Shwethalyaung means "Golden Image of the Sleeping Buddha".

==History==
The temple is located 2 km to the west of Bago, Myanmar.

The Shwethalyaung Buddha is a reclining Buddha statue that is 180 ft long and 50 ft in height. It is the largest Buddha statue in pre-colonial southeast Asia. The date of construction for the reclining Buddha is unknown, but is believed to date during the Hanthawaddy kingdom. According to tradition the statue was created by King Migadippa in 994.

The temple fell into disrepair before a renovation in the 15th century.
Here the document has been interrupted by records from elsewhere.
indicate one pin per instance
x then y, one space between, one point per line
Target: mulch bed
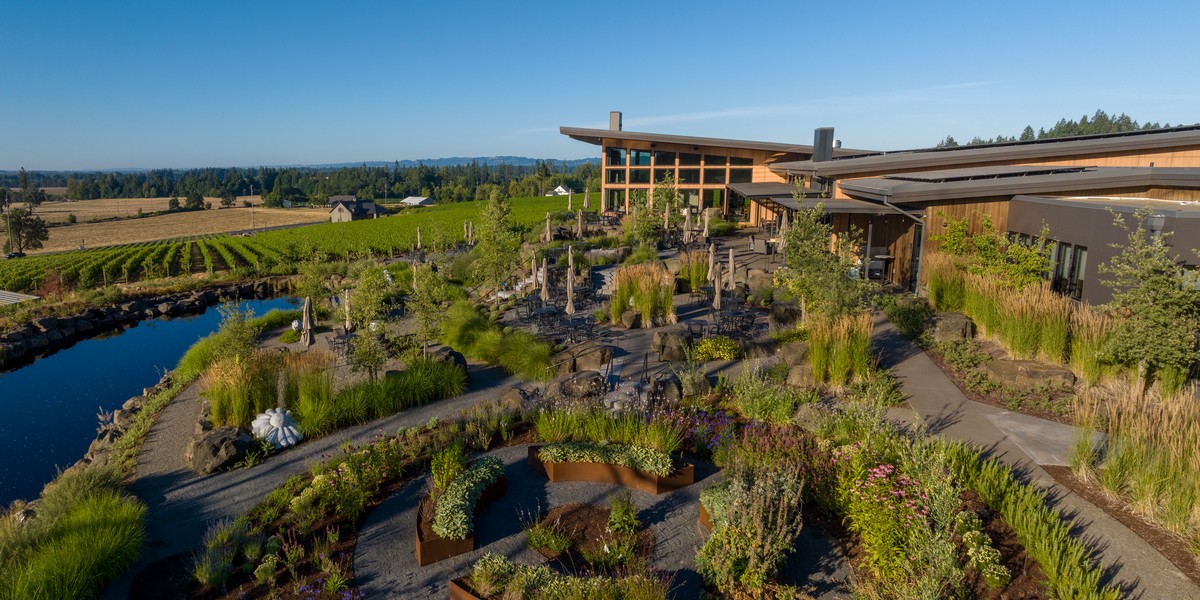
999 397
1029 581
587 526
1168 544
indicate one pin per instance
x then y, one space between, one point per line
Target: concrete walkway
183 504
1024 443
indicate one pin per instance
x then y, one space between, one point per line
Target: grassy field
177 225
184 244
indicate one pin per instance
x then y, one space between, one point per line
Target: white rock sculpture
276 426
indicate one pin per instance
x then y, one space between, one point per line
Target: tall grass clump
87 532
646 288
1090 331
478 337
240 388
840 348
309 390
694 269
1151 459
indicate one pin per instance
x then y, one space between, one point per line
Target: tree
25 231
499 243
426 300
822 269
1156 304
641 225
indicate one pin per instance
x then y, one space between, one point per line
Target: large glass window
616 156
1078 265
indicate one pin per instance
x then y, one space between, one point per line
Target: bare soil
1168 544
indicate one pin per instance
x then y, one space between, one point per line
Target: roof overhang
598 137
780 197
993 154
915 192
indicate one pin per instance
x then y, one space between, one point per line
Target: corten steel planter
705 519
460 591
617 474
433 549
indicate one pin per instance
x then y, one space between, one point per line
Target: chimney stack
822 144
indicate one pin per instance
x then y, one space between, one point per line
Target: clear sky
93 84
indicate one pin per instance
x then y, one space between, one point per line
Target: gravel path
385 561
181 504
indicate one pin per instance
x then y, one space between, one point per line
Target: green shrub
715 348
454 517
87 532
646 460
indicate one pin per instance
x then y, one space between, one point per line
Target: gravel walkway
181 504
385 561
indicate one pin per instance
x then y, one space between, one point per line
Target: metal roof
907 191
1185 209
598 137
1009 151
780 195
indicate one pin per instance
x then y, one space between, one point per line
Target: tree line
459 183
1099 123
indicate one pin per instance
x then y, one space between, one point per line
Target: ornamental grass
646 288
1151 459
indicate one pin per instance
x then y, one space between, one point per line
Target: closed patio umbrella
717 288
306 323
712 261
731 270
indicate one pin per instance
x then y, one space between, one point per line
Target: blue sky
195 84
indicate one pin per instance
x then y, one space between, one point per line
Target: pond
48 407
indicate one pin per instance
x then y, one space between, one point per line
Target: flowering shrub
646 460
715 348
455 513
881 508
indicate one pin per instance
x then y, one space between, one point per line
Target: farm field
173 245
199 222
58 211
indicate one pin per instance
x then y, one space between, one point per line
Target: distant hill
453 161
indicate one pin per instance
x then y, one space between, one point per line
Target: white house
418 201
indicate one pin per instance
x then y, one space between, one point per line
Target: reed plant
646 288
239 388
87 532
1151 459
840 348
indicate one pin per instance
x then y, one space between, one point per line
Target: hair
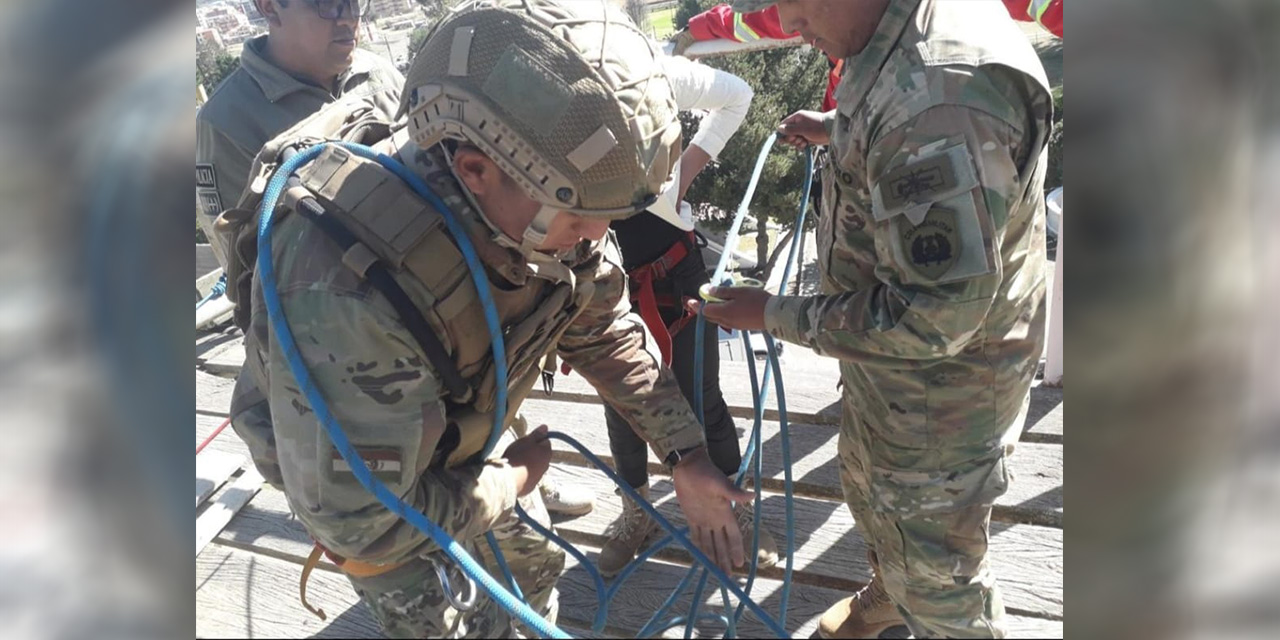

It fell into disrepair again after King Alaungpaya ransacked the area in 1757. British railway workers rediscovered the temple in 1881. In 1906, an iron shelter was constructed around the Buddha statue at the cost of RS 1.5 million.

U.S. Vice President Richard Nixon visited the temple in 1953, and was protested by 80 communists.

==Works cited==

===Books===
- "List of Ancient Monuments in Burma" (1916)
- Aung-Thwin, Michael (2017). "Myanmar in the Fifteenth Century: A Tale of Two Kingdoms"
- Nawrath, Alfred (1956). "Eternal India: The Land, the People, the Masterpieces of Architecture and Sculpture of India, Pakistan, Burma and Ceylon"

===Journals===
- Gatellier, Marie (1985). "L'image du Buddha dans la statuaire birmane"
- Harrison, John (2015). "Burma 50 Years On: The RSAA 2014 Tour"
- Hla, U (1978). "Traditional Town Planning in Burma"
- Smithies, Marie (1976). "In the Path of the Ancient Mon-Pagan, Pegu and Nakorn Pathom"

===News===
- "Hand-Shaking Nixon Routs Burma Reds" (1953)
- Feroze, Shahriar (2015). "Myanmar's mesmerising southeast"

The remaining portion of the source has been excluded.